Dopo le prime due giornate di campionato che hanno visto il Napoli battere prima la Lazio e poi il Milan, stiamo imparando a conoscere questa nuova versione della squadra partenopea figlia sia delle innovazioni di Ancelotti che dei retaggi del lavoro di Sarri. Ed è la perfetta sintesi tra vecchio e nuovo che si cerca di ottenere per aggiungere qualche nuova arma conservando quanto di buono si è visto nelle ultime tre stagioni.

Nel novero dei cambiamenti introdotti dal nuovo tecnico del Napoli quello dal maggiore impatto tattico e che maggiormente ha generato dubbi e discussioni è stato sicuramente lo spostato di Hamsik nel ruolo di regista, quello che fu di Jorginho.
Del tutto naturale è il fatto che il capitano azzurro viva ancora un periodo di ambientamento nella nuova posizione che si trova a ricoprire stabilmente per la prima volta in carriera.
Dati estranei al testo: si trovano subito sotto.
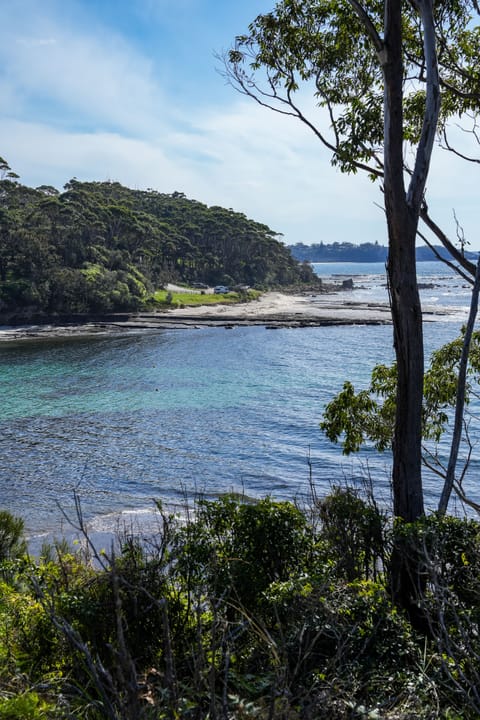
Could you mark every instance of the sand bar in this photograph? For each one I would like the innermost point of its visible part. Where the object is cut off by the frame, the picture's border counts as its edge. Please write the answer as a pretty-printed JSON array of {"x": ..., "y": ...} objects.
[{"x": 272, "y": 309}]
Le necessarie qualità per sviluppare efficacemente l’azione offensiva sono sotto gli occhi di tutti: eccellente visione di gioco, rapidità di pensiero e perfetto utilizzo di entrambi i piedi sia nel corto che nel lungo oltre alla possibilità di poter colpire col tiro da fuori.
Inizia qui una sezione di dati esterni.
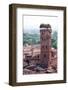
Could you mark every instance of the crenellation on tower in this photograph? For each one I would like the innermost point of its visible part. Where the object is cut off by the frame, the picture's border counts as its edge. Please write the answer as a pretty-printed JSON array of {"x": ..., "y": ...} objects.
[{"x": 45, "y": 41}]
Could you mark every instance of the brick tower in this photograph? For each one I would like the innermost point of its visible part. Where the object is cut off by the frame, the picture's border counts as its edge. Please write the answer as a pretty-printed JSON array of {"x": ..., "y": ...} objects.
[{"x": 45, "y": 41}]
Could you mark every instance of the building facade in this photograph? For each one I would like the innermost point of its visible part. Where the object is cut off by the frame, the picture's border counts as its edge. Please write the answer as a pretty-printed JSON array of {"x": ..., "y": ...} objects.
[{"x": 45, "y": 41}]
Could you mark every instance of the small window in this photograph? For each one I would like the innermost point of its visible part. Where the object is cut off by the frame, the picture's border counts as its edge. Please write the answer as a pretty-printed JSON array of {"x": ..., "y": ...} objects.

Maggiori perplessità si possono avere sull’adattamento alla fase difensiva da svolgere davanti alla difesa dove diviene fondamentale avere senso della posizione e capacità di lettura per chiudere le linee di passaggio verso gli attaccanti avversari. L’impressione è che con il passare del tempo questo sia un lavoro che Marek grazie alla sua intelligenza tattica possa diligentemente riuscire a svolgere.

Il principale problema in realtà potrebbe riguardare la predisposizione mentale necessaria a giocare da play. Il regista di una squadra deve essere per novanta minuti l’assoluto faro dei compagni: sempre acceso, sempre nel vivo del gioco guidando la squadra sia in fase offensiva che difensiva rendendosi agevolmente disponibile affinché un compagno in difficoltà possa trovare qualcuno cui appoggiarsi. Per fare un esempio pratico: quando il regista passa la palla ad un compagno deve subito dopo mettersi in visione per riceverla di nuovo indipendentemente dal fatto che la palla gli venga effettivamente restituita o meno. Questo chiaramente comporta una continua attività che non permette pause d’attenzione.
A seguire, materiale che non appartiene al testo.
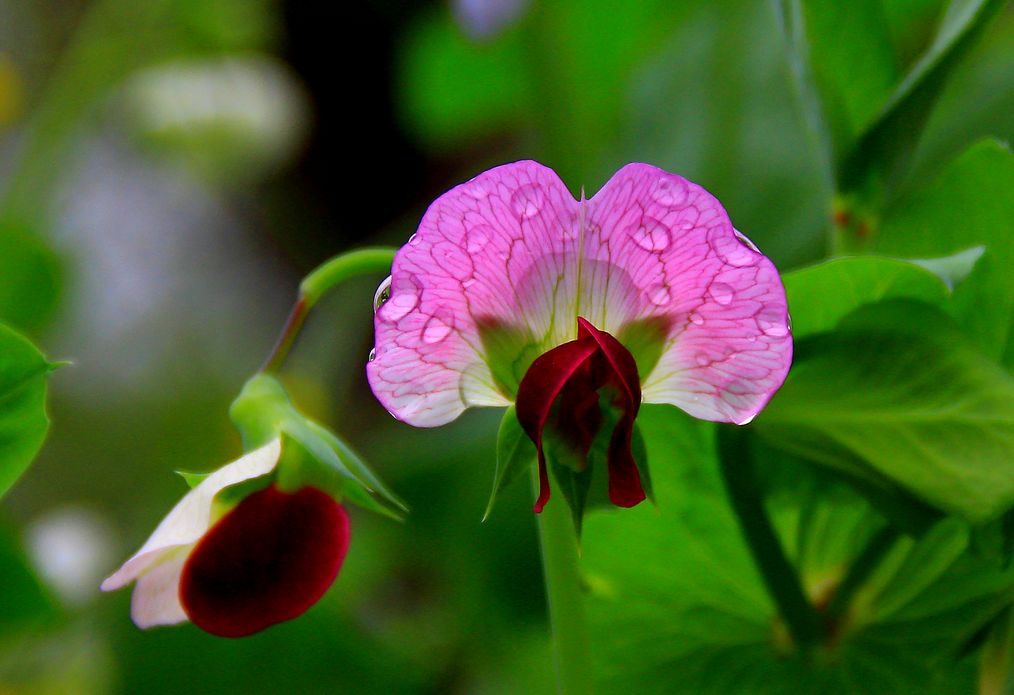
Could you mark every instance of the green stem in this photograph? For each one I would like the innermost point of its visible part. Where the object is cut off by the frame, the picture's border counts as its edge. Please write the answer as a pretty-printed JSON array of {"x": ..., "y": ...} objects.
[
  {"x": 565, "y": 595},
  {"x": 781, "y": 578},
  {"x": 316, "y": 284},
  {"x": 867, "y": 561}
]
E se dopo undici stagioni di Hamsik in azzurro, con la dodicesima appena cominciata, tutti siamo perfettamente consci delle straordinarie qualità che lo slovacco possiede, allo stesso tempo sono ben noti anche i suoi difetti. Tra questi è sempre risultata evidente l’incapacità dello slovacco di essere costantemente attivo per tutta la durata del match. Marek purtroppo è un calciatore che durante alcune fasi della partita tende a uscire dalla stessa, ad avere dei cali di intensità ai quali usava porre rimedio con i suoi improvvisi e spesso micidiali inserimenti in zona gol. Questo giocare un po’ a folate era decisamente più accettabile nel vecchio ruolo di mezz’ala, mentre mal si concilia con il nuovo ruolo affidatogli da Ancelotti. Bisogna anche riconoscere che negli anni di Sarri, il capitano ha molto migliorato questa sua pecca poiché riducendo gli inserimenti in zona è stato più continuo nella gestione della palla e nella costruzione del gioco. Questo però affiancato da un vero play come lo era Jorginho che appunto rappresentava per Hamsik quell’appoggio sicuro e sempre presente che gli copriva le spalle.

Risulta dunque inevitabile che per calarsi al meglio nella nuova realtà Marek debba ancora crescere come continuità di prestazione e capacità di proporsi con assiduità. Il passaggio al nuovo ruolo è complesso e necessiterà di tempo per concretizzarsi al meglio. La fiducia però è d’obbligo poiché mister Ancelotti di registi se ne intende (avendo allenato tra gli altri gente come Pirlo e Xabi Alonso) e avrà sicuramente notato in Hamsik le basi su cui costruire.